2.助けたいのは…
『で?なんでまた悪役令嬢なんて助けたいんだ?』
ここが前世で妹がプレイしていたゲームの世界に酷似しているのだという説明は、割とすんなりと納得してくれて。
むしろこの不思議過ぎる髪色がようやく理解できた、なんて。軽いノリで言うあたり、ゼラは適応能力が高いと思う。
『そもそもゲームの世界なら、そこから逸脱していいのか?問題とか起きないのか?』
『それを言うのなら、今の俺たちは完全に逸脱した存在だろ?』
『つってもなー。それを知ってるのは俺たち自身だけだし、特に問題なんてなくないか?』
確かにこれがプログラムだったら問題だろう。
けど。
『俺たちは今ここに確かに存在して、生きてるんだ。プログラム通りに動く必要なんてどこにもないだろ』
『おー。すっげーなぁ、お前。言い切れる度胸が凄い』
『……怖いのか?』
『まっさかー。俺も自分がプログラムだなんて思いたくないしな』
ゲームだったらリセットされるかもしれない。強制力が働くかもしれない。
でもそれを恐れていたら、今生きてる自分が何なのかが分からなくなる。
それに、その時はその時だろう。
『そーいや流行ったよなぁ。悪役令嬢がざまぁする展開とか』
『チートとかな』
『もしも悪役令嬢も転生者だったら、お前ざまぁされる側だぜ?』
『むしろ一緒になってヒロインにざまぁしてやるよ』
『うっわ、性格わっる!!』
そうならないように、ではなく、一緒に。
鼻で笑いながら言い放てば、即座にゼラに返されるツッコミ。
打てば響くって、こういう事かな。と思うほど絶妙だった。
『っつーか、なに?その悪役令嬢がお前の好みなの?』
『好み……といえば、好みかも?少なくともヒロインよりは』
『お前一応メインヒーローなんだろ?そういう事言ってやるなよ……』
そんな事言われても、本心なんだから仕方がないだろう。
見た目もかなりの美人で好みだったけれど、それよりも努力家なところが好きだった。
魔物に取りつかれるよりも前のローズ・ラヴィソンは、誰かを蹴落とすような性格ではなかったらしいし。

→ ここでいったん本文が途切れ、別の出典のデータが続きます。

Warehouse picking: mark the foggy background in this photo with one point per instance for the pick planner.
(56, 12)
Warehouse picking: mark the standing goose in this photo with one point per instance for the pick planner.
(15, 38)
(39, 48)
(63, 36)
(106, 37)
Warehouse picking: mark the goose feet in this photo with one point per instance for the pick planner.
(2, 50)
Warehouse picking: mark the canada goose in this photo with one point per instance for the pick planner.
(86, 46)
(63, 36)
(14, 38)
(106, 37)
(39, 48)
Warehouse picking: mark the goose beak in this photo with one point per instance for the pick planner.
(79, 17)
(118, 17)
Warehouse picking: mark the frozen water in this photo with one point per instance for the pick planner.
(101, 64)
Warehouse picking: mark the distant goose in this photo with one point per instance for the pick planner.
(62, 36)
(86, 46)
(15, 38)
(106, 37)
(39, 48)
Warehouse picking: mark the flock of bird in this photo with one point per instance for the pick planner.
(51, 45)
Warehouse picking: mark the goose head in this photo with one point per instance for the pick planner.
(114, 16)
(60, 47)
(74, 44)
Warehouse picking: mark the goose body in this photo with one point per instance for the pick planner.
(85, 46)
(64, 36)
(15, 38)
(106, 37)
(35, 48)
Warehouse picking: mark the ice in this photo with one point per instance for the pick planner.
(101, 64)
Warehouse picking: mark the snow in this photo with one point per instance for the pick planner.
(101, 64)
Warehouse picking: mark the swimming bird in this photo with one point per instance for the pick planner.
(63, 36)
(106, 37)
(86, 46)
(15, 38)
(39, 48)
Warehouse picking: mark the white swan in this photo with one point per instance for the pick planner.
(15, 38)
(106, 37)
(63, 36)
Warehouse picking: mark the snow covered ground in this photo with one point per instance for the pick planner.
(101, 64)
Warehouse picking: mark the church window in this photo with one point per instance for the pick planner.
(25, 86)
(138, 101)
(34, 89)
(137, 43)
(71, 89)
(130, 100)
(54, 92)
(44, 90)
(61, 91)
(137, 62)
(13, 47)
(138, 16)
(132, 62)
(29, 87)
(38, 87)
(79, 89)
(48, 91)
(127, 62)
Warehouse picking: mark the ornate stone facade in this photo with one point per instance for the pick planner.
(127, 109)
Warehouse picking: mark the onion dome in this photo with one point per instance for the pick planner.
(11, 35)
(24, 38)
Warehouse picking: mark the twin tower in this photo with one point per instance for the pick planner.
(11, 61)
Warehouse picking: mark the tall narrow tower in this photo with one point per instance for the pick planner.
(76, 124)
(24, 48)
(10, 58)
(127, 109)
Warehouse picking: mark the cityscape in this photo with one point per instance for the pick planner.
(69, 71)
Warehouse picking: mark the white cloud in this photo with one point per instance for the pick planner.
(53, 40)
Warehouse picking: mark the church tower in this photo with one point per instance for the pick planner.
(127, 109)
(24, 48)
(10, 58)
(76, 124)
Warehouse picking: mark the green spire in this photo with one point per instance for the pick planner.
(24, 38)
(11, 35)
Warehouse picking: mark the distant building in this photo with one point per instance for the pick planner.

ただ王妃になるのに相応しくあろうと、常に努力を怠らない女の子だった。
『つっても、まだ会ったこともないのに助けたい、なんて。相当入れ込んでなければ言えないよな』
『それは……』
だって、あまりにも酷いじゃないか。
彼女は何一つ悪くない。ただひたすらに、努力を重ねてきただけなのに。
ある日突然現れたヒロインに。世迷い言を言い出した王子に。
その努力を全て否定され、なかったことにされて。
どう考えたって、ローズという少女に非はなかった。一つも。これっぽっちも。
でもだからこそ、心の隙間に入り込まれて。
そうして結局、命を落としてしまう。
いや。
殺されてしまうんだ。
物語を盛り上げるために。
『助けたいのは……今この世界に生きてる、一人の女の子なんだよ』
でもそれは、ゲームの世界の話だから。
物語だからこそ、仕方がないと諦められるけれど。
現実は、そうじゃない。
何の罪もない、たった一つだけの命だから。
出来るのならば、助けたいと思うのが普通だろう。
『まぁ、なぁ……。死なれるのも嫌だけど、自分が殺すかもしれないなんて事になったら、寝覚めが悪いどころの話じゃないもんなぁ』
頷いたゼラは、ちょっと顔を顰めながらだったけど。その分、納得はしてくれたんだろう。
実際自分が誰かを手に掛けるかもしれない、なんて。考えただけでも嫌だ。
元日本人という平和な国で生きていた人間なら、なおさらだろう。
『で?じゃあ実際にどうやって助けるつもりだ?出会わない、なんて土台無理な話だぞ?』
そう切り出したゼラに、きっとこれが最良だろうと思っていた方法を告げる。
つまり。
『婚約者候補なんて面倒な事せずに、ローズ・ラヴィソンだけに婚約者を絞る』
婚約破棄なんて、そう簡単には出来ないはずだから。
誰かを選べ、ではなく。既に選んだ状態からスタートしていれば、ゲームが始まっても前提が違う。
自分に出来る一番の方法は、きっとこれだろうと。
そう思ったのに。
対してゼラの表情は、どこか面倒くさそうなものだった。